That shaking; and a funny feeling inside

As I stood on a neighbor’s second floor porch which looked onto the front steps of our house (secretly glad to still have the privacy of my back-side fire escape to work with), we each recounted our version of the events.  I had woken up to the sounds of what seemed like someone trying to break down my door.  I had slept in, so it was almost noon.  I saw it was a bright, clear day, and my apartment was already full of light.  I am being robbed, I thought, still a bit too sleepy to be scared.  I briefly contemplated going out the window, went to get my phone.  Then I heard, through the door, “Fire Department!” “Somerville Police!”  They had come to rescue me.

My neighbor said he was standing in this very spot when he’d spotted the smoke on the porch.  As he said this he leaned to see around the tree, like he did that morning.  He pointed the smoke out to someone walking by and asked if anybody was barbequeing though he’d never seen anybody barbeque up there before.  This second person called the fire department.

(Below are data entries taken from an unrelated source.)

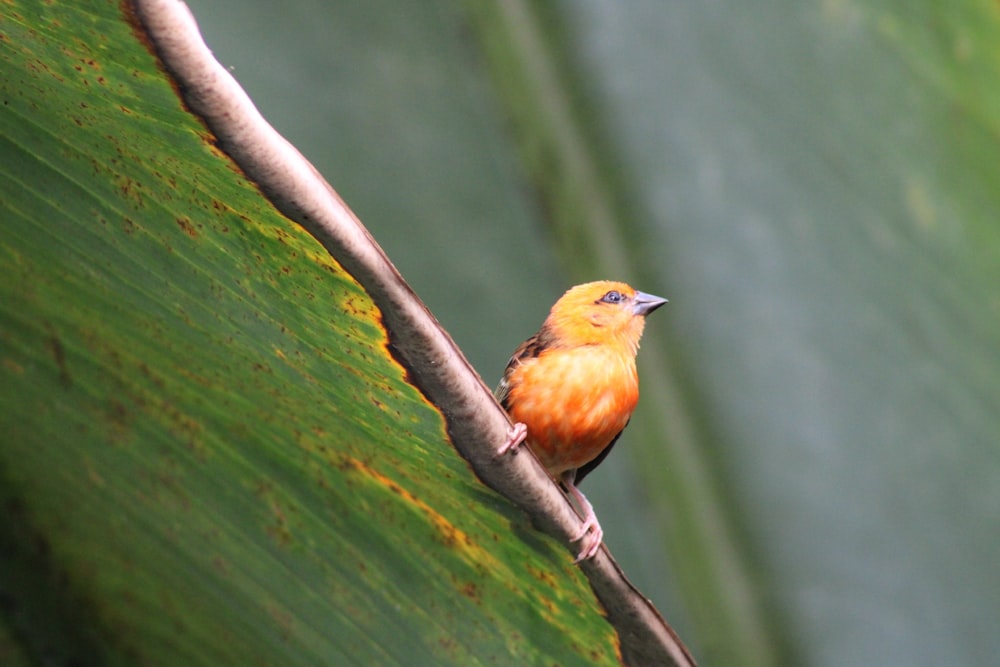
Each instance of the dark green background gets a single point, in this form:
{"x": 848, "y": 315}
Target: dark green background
{"x": 813, "y": 185}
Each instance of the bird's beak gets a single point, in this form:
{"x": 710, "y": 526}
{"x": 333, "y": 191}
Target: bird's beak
{"x": 644, "y": 304}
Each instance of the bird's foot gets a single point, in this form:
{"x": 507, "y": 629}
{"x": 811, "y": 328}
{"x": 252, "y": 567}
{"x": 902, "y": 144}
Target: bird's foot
{"x": 590, "y": 538}
{"x": 515, "y": 436}
{"x": 591, "y": 534}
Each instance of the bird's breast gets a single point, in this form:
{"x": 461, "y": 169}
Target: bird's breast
{"x": 574, "y": 402}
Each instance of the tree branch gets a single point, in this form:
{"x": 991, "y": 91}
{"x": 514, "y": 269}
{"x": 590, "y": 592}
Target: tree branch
{"x": 476, "y": 423}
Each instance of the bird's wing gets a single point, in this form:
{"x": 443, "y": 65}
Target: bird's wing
{"x": 586, "y": 468}
{"x": 529, "y": 349}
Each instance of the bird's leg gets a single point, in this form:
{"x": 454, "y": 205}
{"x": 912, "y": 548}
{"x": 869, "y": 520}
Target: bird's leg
{"x": 590, "y": 524}
{"x": 515, "y": 436}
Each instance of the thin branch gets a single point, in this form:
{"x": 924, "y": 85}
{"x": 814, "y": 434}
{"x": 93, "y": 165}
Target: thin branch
{"x": 476, "y": 423}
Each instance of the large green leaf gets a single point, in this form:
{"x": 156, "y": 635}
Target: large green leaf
{"x": 810, "y": 477}
{"x": 209, "y": 455}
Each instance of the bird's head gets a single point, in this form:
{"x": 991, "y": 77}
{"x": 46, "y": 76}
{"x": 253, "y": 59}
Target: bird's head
{"x": 602, "y": 312}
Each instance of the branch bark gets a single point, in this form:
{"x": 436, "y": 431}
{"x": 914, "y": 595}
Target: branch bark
{"x": 476, "y": 423}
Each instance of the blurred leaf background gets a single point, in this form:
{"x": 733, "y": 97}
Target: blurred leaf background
{"x": 813, "y": 474}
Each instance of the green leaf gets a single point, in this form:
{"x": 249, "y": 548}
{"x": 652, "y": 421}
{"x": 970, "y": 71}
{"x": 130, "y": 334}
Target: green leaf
{"x": 810, "y": 475}
{"x": 209, "y": 454}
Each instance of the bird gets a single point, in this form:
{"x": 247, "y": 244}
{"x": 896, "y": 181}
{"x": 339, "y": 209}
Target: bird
{"x": 571, "y": 388}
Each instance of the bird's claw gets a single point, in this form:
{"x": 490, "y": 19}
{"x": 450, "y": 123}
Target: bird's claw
{"x": 515, "y": 436}
{"x": 589, "y": 546}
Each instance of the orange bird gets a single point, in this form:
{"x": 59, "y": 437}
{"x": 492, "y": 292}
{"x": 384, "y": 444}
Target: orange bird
{"x": 571, "y": 388}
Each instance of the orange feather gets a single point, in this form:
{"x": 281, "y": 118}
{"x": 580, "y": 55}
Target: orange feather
{"x": 573, "y": 385}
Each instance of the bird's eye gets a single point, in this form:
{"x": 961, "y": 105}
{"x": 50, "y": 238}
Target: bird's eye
{"x": 612, "y": 297}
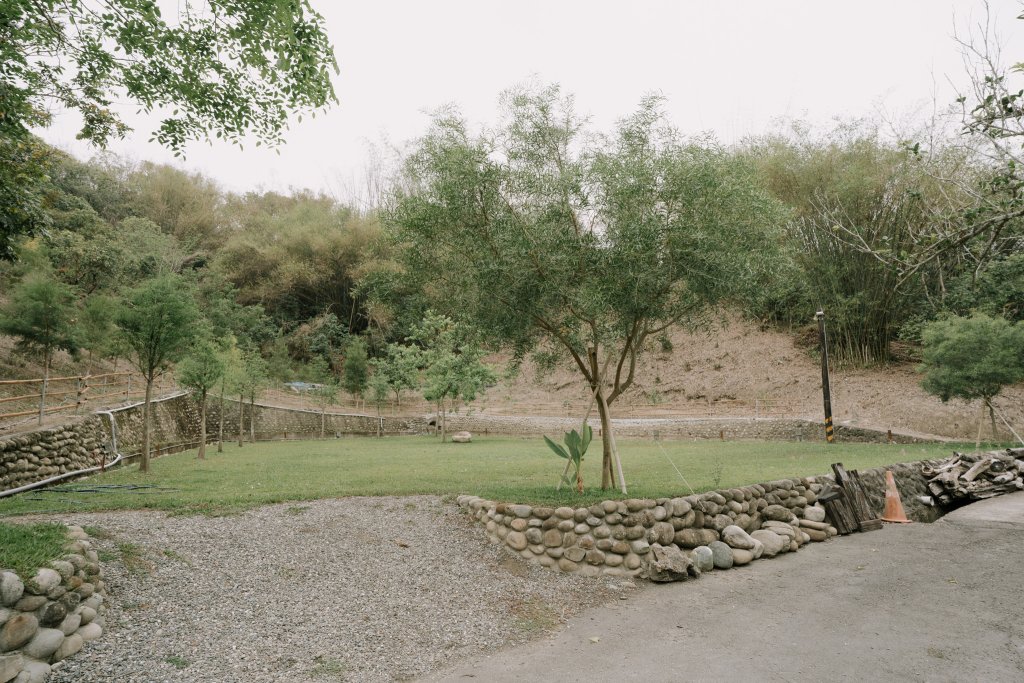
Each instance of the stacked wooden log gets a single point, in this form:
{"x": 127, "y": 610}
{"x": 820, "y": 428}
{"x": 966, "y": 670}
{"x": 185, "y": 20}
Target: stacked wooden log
{"x": 976, "y": 476}
{"x": 846, "y": 504}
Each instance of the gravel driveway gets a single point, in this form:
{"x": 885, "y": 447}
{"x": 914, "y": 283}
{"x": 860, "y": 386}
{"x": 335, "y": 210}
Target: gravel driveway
{"x": 359, "y": 589}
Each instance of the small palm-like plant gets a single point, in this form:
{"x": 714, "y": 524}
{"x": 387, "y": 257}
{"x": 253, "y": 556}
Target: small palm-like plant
{"x": 573, "y": 451}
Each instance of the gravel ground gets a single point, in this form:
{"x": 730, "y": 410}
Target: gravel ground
{"x": 360, "y": 589}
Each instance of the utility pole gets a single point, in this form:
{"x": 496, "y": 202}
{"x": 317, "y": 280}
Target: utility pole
{"x": 825, "y": 390}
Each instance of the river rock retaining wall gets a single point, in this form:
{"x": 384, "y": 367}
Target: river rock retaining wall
{"x": 716, "y": 529}
{"x": 768, "y": 429}
{"x": 40, "y": 455}
{"x": 51, "y": 615}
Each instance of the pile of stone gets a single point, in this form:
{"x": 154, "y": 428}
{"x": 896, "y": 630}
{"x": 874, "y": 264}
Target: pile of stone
{"x": 975, "y": 476}
{"x": 39, "y": 455}
{"x": 51, "y": 615}
{"x": 664, "y": 539}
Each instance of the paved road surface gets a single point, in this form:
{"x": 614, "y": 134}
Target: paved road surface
{"x": 914, "y": 602}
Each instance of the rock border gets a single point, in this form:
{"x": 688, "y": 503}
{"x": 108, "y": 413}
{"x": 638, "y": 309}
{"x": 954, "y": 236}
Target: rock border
{"x": 678, "y": 538}
{"x": 51, "y": 615}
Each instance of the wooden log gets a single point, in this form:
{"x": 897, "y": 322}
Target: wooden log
{"x": 865, "y": 508}
{"x": 855, "y": 498}
{"x": 976, "y": 470}
{"x": 807, "y": 523}
{"x": 838, "y": 510}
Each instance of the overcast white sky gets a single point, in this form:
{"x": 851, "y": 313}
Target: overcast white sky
{"x": 729, "y": 68}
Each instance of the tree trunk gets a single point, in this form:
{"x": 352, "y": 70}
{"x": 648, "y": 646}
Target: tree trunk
{"x": 202, "y": 426}
{"x": 991, "y": 416}
{"x": 143, "y": 463}
{"x": 220, "y": 425}
{"x": 607, "y": 474}
{"x": 440, "y": 412}
{"x": 981, "y": 423}
{"x": 47, "y": 354}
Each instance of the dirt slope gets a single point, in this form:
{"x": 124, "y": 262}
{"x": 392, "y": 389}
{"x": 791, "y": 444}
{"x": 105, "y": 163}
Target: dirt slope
{"x": 739, "y": 370}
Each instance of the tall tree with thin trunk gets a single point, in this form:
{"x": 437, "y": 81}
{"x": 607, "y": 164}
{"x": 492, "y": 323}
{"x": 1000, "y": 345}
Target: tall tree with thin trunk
{"x": 201, "y": 371}
{"x": 251, "y": 381}
{"x": 581, "y": 246}
{"x": 157, "y": 324}
{"x": 230, "y": 356}
{"x": 40, "y": 313}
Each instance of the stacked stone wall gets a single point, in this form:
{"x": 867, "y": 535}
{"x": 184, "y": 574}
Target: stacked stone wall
{"x": 768, "y": 429}
{"x": 50, "y": 616}
{"x": 720, "y": 528}
{"x": 41, "y": 455}
{"x": 36, "y": 456}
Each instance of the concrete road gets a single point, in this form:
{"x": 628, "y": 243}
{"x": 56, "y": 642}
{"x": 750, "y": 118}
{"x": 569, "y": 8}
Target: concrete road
{"x": 912, "y": 602}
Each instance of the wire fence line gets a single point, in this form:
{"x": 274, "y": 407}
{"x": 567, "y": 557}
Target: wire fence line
{"x": 24, "y": 400}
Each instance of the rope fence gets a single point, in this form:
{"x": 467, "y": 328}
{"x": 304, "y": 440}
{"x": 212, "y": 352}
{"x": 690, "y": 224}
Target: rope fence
{"x": 69, "y": 393}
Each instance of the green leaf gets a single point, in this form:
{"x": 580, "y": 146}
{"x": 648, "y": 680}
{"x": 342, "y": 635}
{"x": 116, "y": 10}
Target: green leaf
{"x": 559, "y": 451}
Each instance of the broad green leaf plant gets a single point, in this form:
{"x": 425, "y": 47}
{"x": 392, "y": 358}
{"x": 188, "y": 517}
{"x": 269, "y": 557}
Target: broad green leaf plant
{"x": 573, "y": 451}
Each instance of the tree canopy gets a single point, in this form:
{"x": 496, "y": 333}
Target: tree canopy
{"x": 547, "y": 238}
{"x": 221, "y": 69}
{"x": 972, "y": 357}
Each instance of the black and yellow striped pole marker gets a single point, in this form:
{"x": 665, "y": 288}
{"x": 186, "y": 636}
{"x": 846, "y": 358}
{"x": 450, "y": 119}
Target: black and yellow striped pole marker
{"x": 825, "y": 390}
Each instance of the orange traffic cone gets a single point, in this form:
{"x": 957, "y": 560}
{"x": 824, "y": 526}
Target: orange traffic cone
{"x": 894, "y": 507}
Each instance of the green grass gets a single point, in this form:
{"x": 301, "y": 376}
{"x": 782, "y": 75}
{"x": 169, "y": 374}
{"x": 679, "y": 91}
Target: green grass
{"x": 510, "y": 469}
{"x": 25, "y": 548}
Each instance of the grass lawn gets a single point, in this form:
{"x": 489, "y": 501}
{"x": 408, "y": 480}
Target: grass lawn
{"x": 510, "y": 469}
{"x": 25, "y": 548}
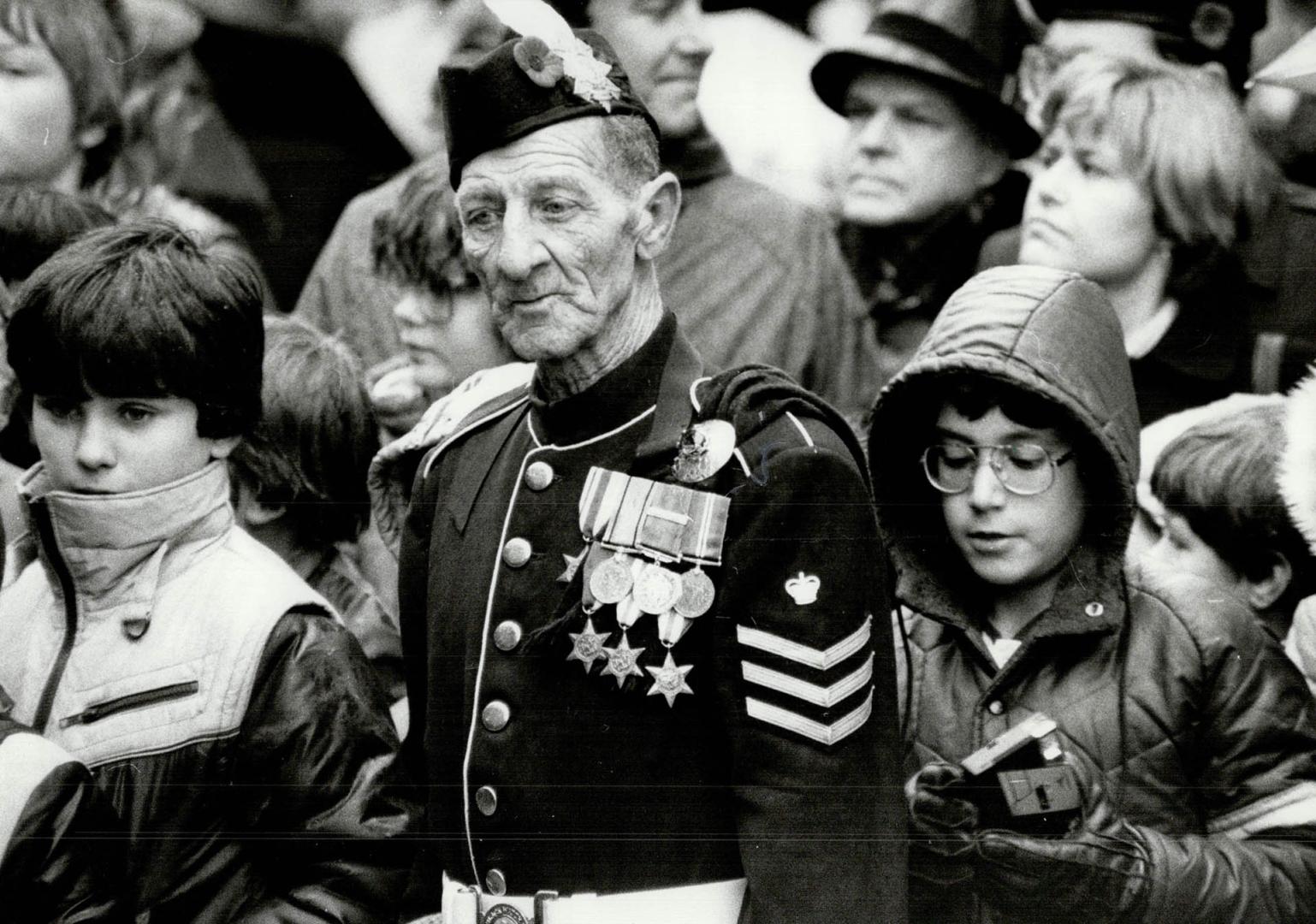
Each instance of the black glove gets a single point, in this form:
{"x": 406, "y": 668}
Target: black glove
{"x": 1099, "y": 873}
{"x": 941, "y": 826}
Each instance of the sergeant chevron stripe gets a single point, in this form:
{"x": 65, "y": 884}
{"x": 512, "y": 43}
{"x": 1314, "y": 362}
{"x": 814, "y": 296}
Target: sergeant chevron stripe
{"x": 792, "y": 721}
{"x": 803, "y": 654}
{"x": 809, "y": 693}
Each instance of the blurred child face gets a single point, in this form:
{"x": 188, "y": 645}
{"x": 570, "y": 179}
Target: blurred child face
{"x": 912, "y": 154}
{"x": 449, "y": 336}
{"x": 1012, "y": 542}
{"x": 1088, "y": 215}
{"x": 39, "y": 141}
{"x": 114, "y": 445}
{"x": 1181, "y": 550}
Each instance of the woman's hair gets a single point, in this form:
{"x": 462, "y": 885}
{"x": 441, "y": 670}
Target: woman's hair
{"x": 418, "y": 241}
{"x": 36, "y": 222}
{"x": 88, "y": 38}
{"x": 144, "y": 310}
{"x": 316, "y": 437}
{"x": 1179, "y": 131}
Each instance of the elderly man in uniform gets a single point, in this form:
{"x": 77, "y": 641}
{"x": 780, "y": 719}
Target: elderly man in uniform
{"x": 645, "y": 677}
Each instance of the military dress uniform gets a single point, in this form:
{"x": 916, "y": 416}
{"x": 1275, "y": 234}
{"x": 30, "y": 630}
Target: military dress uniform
{"x": 753, "y": 741}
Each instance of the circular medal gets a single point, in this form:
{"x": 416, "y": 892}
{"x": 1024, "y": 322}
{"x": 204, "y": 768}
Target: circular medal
{"x": 697, "y": 594}
{"x": 657, "y": 590}
{"x": 611, "y": 581}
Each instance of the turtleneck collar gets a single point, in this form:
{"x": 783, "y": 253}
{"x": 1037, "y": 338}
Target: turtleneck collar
{"x": 107, "y": 542}
{"x": 619, "y": 396}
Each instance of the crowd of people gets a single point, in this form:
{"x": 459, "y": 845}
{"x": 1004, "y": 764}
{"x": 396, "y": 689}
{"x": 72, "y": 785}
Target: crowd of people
{"x": 603, "y": 528}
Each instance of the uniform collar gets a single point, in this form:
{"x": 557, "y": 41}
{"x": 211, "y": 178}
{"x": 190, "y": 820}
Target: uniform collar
{"x": 623, "y": 395}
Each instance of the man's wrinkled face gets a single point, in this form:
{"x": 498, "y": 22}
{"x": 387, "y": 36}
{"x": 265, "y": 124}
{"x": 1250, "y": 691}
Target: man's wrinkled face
{"x": 550, "y": 237}
{"x": 912, "y": 154}
{"x": 662, "y": 49}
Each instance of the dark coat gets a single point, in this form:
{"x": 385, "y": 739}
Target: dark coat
{"x": 54, "y": 867}
{"x": 1167, "y": 690}
{"x": 607, "y": 789}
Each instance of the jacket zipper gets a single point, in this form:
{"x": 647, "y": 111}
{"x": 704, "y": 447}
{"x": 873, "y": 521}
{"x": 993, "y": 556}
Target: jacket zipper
{"x": 131, "y": 702}
{"x": 46, "y": 532}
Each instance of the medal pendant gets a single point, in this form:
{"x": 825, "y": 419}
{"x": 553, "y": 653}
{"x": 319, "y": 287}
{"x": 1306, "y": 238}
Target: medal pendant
{"x": 623, "y": 661}
{"x": 672, "y": 627}
{"x": 587, "y": 647}
{"x": 612, "y": 579}
{"x": 697, "y": 594}
{"x": 628, "y": 613}
{"x": 655, "y": 590}
{"x": 704, "y": 447}
{"x": 670, "y": 679}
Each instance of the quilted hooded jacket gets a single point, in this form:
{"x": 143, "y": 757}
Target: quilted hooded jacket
{"x": 1167, "y": 691}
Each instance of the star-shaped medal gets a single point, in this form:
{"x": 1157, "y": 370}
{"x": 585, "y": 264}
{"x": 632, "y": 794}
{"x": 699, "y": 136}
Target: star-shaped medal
{"x": 572, "y": 564}
{"x": 587, "y": 647}
{"x": 621, "y": 661}
{"x": 670, "y": 679}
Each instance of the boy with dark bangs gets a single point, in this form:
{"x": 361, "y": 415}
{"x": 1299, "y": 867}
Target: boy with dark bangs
{"x": 216, "y": 699}
{"x": 1225, "y": 518}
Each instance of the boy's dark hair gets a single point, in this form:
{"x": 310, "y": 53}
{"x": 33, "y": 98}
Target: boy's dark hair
{"x": 316, "y": 437}
{"x": 418, "y": 241}
{"x": 974, "y": 396}
{"x": 88, "y": 38}
{"x": 1222, "y": 477}
{"x": 144, "y": 310}
{"x": 36, "y": 222}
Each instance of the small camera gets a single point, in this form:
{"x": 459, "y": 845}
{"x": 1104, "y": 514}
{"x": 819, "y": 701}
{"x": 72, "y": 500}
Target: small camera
{"x": 1020, "y": 781}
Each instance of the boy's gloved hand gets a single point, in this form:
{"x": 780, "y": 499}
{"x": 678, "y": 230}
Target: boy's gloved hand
{"x": 941, "y": 826}
{"x": 1099, "y": 873}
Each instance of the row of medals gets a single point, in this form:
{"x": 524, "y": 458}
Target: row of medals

About five firetrucks and thirty firefighters showed up.  By the time I got outside ten or so of the firefighters had made it onto our second floor porch and were breaking apart a support beam and dousing it with water.  Smoke mixed with water ran down the side of the house.

It was just a small electrical fire, sparked by some exposed wires on the porch.  But by the next morning our porches (2nd and 3rd floor) were condemned: deemed unsafe and a danger to its occupants.  Supposedly the fire had weakened some of the supports, but as I stood on my neighbor’s porch which pitched forward precariously and threatened to dump us both out onto the street below, I wasn’t so sure any more.  I said this to him.  I pointed out how the uncertain structure seemed to sway with each step and each shift of weight; I pointed to some anchoring bolts that seem to have been pulled clean out of the wall.   “If they ever came to have a look, I’m afraid your porch is going to be condemned, too,” I said, gravely.

He laughed.  “If anybody ever looked, every house on this block would be condemned,” he said.